Menurut Kerabat Kraton Yogyakarta Kanjeng Raden Tumenggung (KRT) Jatiningrat, tradisi Lampah Budaya Mubeng Beteng hakikatnya merupakan laku budaya adalah penjagaan tradisi. Di mana digunakan sebagai sarana masyarakat melakukan instropeksi. ”Dan memohon kepada Tuhan agar diberikan kebaikan di tahun yang akan datang,” ujarnya, Minggu 31 Juli 2022.
Menurut KRT Jatiningrat tak ada yang tahu mulai kapan tradisi Lampah Budaya Mubeng Beteng pertama kali berlangsung. ”Namun karena sebuah tradisi yang positif, hingga saat ini tetap berlangsung dan terbuka untuk umum,” sebutnya.
Sebagai gantinya, Kraton Yogyakarta memperingati Tahun Baru Jawa 1 Sura 1956 Ehe/1 Muharram 1444 H dengan menyelenggarakan doa bersama. Selain itu, Kraton pun menyelenggarakan macapat pada Jumat malam 29 Juli 2022 lalu.
Kegiatan macapat ini berlangsung di Kagungan Dalem Bangsal Pancaniti, Kompleks Kamandungan Lor (Keben), Kraton Yogyakarta. Acara ini secara terbatas oleh Abdi Dalem dan perwakilan kabupaten/kota di DIY.
Di acara ini ada lantunan Kidung Pandonga atau tembang macapat yang dipimpin oleh KMT Projosuwasono. Agenda selanjutnya baru dibuka oleh Utusan Dalem yaitu KPH Wironegoro. Setelah itu ditutup dengan pembacaan doa oleh Kaca Kaji.

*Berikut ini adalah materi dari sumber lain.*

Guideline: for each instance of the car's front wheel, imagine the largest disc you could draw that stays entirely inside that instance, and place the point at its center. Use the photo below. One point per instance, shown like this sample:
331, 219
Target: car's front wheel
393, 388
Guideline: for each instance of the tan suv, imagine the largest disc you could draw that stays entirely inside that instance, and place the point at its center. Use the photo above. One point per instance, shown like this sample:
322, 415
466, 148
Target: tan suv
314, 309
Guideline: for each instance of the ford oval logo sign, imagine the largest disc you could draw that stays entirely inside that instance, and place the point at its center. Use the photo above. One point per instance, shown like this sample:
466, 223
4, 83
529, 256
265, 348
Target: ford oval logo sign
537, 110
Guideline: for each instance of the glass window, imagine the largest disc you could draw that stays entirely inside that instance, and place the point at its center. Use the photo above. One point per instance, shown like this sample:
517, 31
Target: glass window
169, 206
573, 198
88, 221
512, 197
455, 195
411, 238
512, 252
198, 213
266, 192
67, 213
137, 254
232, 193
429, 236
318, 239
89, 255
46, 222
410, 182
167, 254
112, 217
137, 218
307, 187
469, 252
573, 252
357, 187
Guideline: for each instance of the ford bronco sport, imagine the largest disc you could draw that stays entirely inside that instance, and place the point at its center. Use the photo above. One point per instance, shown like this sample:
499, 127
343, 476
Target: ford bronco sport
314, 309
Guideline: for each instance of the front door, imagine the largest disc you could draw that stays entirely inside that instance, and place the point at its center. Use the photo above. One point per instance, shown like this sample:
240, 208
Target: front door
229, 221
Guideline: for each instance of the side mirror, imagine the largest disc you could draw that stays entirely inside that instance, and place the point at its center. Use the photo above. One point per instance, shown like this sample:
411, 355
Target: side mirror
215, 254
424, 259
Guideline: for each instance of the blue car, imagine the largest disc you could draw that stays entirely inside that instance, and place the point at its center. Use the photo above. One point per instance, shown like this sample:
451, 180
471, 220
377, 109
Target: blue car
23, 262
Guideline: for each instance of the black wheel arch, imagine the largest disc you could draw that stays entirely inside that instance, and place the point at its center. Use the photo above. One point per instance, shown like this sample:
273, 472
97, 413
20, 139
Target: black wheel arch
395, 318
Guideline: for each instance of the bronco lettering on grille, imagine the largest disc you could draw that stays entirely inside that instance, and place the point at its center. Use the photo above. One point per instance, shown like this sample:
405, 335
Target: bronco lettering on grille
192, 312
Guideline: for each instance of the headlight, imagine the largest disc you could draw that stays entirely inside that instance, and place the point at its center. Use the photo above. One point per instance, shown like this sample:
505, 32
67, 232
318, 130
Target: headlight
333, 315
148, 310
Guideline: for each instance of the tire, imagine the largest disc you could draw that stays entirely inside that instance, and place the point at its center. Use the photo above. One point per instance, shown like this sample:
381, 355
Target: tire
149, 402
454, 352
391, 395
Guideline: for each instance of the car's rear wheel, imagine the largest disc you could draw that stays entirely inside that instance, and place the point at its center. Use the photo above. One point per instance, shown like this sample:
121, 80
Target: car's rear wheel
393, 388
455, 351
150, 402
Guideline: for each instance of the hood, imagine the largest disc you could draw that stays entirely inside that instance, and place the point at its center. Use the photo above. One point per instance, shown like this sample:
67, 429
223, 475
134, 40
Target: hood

Tradisi 1 Suro di Kraton Yogyakarta merupakan inisiasi Abdi Dalem. Oleh karena itu, sebutannya Hajad Kawula Dalem.
Meski meniadakan kegiatan Lampah Budaya Mubeng, Kraton tetap membuka destinasi wisata yang ada, seperti di Tamansari. Tingkat kunjungan juga lebih tinggi di tahun baru Hijriah 1444 ini.
Dari data Dinpar DIY pada Sabtu 30 Juli 2022 kedatangan wisatawan mencapai lebih kurang 30 ribu orang.